FILL: Team Kominato Ryousuke/Kuramochi Youichi, T

Kuramochi Youichi/Miyuki Kazuya, Daiya no Ace
tags: death mention cuz one of thems a ghost, ghost au
words:2070
i actually dont know the ghost rules in this au but hey

All households had pests. Some pests were worse than others. Kuramochi’s encountered cockroaches and rats in his time, the occasional fruit fly infestation, and spiders (God, he hated spiders). Those were all pretty average. He knew a guy who had raccoons eating his trash, another guy with a moth problem—hell, one of his friends found a fucking viper in his house. Pests were fucking weird.
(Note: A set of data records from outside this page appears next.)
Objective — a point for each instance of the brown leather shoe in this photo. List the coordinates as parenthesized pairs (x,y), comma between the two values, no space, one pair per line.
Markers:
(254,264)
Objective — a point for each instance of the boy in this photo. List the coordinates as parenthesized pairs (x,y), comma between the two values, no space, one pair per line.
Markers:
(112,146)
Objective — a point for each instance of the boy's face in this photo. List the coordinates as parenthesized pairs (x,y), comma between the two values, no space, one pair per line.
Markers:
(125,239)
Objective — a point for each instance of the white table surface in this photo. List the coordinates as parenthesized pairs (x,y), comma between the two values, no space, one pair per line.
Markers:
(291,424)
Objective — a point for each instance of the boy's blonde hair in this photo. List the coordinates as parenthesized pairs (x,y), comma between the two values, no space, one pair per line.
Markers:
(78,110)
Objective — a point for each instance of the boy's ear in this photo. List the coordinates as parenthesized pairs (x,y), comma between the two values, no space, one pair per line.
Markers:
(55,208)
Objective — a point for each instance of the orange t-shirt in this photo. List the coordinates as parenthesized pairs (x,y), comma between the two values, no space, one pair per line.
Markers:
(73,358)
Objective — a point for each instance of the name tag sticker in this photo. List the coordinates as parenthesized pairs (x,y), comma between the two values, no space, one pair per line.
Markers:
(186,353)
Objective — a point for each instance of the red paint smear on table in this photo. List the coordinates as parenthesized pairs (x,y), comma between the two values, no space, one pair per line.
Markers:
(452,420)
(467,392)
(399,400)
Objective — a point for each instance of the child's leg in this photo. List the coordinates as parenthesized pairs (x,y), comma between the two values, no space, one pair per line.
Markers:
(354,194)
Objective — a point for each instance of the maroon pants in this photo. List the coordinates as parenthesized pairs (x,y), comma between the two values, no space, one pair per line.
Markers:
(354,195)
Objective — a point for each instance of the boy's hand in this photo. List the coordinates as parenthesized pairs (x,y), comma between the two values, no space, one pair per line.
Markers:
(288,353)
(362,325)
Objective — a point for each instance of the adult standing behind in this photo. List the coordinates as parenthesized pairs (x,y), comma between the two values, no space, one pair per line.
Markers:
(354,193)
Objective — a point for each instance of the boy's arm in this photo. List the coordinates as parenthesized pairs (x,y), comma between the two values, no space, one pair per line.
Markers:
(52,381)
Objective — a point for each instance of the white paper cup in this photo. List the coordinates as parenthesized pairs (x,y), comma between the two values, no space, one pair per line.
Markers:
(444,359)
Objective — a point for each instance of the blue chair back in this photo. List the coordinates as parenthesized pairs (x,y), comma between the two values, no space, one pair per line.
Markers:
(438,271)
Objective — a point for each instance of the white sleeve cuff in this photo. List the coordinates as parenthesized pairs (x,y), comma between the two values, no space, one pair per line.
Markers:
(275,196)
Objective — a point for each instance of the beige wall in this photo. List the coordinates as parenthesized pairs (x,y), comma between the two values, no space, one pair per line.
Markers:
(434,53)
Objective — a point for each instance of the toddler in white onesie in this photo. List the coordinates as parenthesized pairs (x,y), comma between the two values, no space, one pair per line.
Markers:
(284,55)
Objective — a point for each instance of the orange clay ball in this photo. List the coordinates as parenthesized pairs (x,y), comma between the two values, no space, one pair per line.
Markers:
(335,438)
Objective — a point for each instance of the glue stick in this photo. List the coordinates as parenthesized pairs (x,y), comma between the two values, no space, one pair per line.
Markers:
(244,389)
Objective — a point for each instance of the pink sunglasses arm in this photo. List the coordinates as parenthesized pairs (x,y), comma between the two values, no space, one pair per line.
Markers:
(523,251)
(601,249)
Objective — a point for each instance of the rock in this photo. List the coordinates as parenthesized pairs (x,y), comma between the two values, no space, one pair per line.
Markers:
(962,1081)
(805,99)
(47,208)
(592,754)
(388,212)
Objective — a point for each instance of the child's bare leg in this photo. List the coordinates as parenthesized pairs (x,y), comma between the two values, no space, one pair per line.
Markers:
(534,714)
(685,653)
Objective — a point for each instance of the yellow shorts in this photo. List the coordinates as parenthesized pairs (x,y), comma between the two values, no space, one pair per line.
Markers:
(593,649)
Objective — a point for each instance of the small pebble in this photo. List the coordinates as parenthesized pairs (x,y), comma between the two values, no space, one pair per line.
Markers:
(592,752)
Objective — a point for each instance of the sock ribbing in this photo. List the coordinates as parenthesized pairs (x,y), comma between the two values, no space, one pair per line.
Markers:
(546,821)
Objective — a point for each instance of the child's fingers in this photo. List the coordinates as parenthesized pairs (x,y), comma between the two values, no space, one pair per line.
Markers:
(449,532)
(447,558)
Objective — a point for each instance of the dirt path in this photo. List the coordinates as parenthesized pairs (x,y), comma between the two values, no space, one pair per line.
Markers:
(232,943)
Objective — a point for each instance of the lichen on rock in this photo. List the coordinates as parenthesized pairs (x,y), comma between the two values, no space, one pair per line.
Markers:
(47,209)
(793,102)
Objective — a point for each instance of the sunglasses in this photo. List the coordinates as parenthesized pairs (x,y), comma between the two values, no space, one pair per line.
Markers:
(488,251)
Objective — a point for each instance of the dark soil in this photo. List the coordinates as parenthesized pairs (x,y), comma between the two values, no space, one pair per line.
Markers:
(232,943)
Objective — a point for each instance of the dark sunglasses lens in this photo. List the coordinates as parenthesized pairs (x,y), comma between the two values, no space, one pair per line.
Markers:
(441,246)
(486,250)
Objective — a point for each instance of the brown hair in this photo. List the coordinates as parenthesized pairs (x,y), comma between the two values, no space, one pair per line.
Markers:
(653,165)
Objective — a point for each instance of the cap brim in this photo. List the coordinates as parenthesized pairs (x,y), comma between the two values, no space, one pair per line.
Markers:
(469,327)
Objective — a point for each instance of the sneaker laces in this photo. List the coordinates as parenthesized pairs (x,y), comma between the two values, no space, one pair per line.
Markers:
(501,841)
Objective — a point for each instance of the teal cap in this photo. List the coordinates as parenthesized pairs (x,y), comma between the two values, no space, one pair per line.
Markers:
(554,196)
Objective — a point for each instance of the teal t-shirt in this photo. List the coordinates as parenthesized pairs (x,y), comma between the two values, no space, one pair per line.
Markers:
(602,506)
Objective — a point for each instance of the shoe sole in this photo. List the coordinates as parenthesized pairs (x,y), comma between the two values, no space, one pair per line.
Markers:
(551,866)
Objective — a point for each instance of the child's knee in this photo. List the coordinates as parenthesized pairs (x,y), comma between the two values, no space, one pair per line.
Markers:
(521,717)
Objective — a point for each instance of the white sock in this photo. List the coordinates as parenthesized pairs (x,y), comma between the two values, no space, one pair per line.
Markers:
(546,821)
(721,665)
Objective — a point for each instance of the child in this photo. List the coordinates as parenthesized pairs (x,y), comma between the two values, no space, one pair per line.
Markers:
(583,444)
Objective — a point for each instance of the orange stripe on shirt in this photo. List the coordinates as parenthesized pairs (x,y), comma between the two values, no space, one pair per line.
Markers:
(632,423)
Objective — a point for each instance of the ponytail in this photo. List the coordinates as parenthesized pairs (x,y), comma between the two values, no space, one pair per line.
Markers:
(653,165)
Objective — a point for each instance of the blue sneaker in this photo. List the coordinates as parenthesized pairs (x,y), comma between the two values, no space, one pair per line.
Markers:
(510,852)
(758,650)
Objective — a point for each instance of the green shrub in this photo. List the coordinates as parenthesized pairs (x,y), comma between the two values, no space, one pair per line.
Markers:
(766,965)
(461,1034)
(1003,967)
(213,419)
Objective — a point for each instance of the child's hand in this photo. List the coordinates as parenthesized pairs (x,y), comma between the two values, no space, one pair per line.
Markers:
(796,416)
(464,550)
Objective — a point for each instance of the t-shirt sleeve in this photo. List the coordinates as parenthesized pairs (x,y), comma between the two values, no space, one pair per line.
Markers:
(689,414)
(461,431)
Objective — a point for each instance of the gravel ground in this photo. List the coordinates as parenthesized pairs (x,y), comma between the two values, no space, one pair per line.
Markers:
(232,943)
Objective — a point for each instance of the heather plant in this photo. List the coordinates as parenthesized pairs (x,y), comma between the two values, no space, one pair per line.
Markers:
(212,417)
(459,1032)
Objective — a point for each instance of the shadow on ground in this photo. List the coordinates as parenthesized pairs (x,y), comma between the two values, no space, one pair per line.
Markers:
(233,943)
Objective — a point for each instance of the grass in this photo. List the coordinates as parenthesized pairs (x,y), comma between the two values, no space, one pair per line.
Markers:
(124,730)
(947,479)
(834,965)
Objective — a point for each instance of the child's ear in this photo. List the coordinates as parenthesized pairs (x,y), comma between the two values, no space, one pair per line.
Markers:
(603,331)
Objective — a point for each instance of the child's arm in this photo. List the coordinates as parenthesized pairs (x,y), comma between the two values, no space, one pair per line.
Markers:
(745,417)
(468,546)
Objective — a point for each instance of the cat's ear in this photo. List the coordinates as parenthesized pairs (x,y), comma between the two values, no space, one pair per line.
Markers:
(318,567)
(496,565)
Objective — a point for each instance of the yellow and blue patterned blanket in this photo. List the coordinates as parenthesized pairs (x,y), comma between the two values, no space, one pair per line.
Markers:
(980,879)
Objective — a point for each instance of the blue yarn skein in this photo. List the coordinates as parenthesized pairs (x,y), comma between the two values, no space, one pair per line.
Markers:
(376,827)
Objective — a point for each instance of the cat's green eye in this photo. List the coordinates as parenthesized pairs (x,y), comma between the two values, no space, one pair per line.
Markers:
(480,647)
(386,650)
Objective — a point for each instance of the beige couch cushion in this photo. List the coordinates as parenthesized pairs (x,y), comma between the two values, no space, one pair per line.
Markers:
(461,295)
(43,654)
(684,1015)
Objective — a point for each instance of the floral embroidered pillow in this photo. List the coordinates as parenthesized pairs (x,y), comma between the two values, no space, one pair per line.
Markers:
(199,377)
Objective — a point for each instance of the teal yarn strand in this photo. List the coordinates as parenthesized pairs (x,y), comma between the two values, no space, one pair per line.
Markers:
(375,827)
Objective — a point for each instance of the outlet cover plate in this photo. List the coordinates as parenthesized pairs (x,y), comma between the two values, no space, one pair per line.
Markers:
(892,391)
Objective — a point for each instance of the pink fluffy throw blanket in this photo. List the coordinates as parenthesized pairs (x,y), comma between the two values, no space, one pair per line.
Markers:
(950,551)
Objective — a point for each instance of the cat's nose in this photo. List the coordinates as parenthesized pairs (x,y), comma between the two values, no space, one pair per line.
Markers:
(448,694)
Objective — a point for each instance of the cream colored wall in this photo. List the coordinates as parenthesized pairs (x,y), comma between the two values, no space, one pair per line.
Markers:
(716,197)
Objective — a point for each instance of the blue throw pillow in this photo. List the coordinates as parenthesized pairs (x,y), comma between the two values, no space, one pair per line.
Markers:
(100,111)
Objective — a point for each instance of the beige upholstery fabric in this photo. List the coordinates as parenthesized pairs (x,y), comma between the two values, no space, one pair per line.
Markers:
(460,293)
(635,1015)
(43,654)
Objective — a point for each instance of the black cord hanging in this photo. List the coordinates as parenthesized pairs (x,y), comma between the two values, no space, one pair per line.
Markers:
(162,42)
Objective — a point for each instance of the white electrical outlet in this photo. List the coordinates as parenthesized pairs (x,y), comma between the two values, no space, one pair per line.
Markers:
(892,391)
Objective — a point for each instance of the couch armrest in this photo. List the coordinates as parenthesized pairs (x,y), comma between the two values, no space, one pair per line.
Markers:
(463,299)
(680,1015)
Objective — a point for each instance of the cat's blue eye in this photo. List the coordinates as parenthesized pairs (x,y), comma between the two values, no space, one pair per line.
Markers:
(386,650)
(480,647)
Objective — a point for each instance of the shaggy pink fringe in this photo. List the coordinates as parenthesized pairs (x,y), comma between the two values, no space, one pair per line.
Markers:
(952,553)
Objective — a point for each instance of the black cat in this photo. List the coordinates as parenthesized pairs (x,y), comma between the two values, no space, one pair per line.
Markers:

But out of all of these household pests, Kuramochi just had to get a ghost.
Kuramochi swore he wasn’t crazy. How else would he explain how everything in his house would move places when he turned for a second or that weird laughter he’d hear whenever he tripped over an object that suspiciously was in his room before. It wasn’t like the ghost did anything particularly harmful. He just liked moving stuff and messing with Kuramochi’s cat, so at the very least, Kuramochi knew he wasn’t malicious. However, other than that Kuramochi has never seen the ghost other than this weird wisp of fog he’d see out of the corner of his eye.

Honestly, the only thing he knew about this ghost was that it was an asshole.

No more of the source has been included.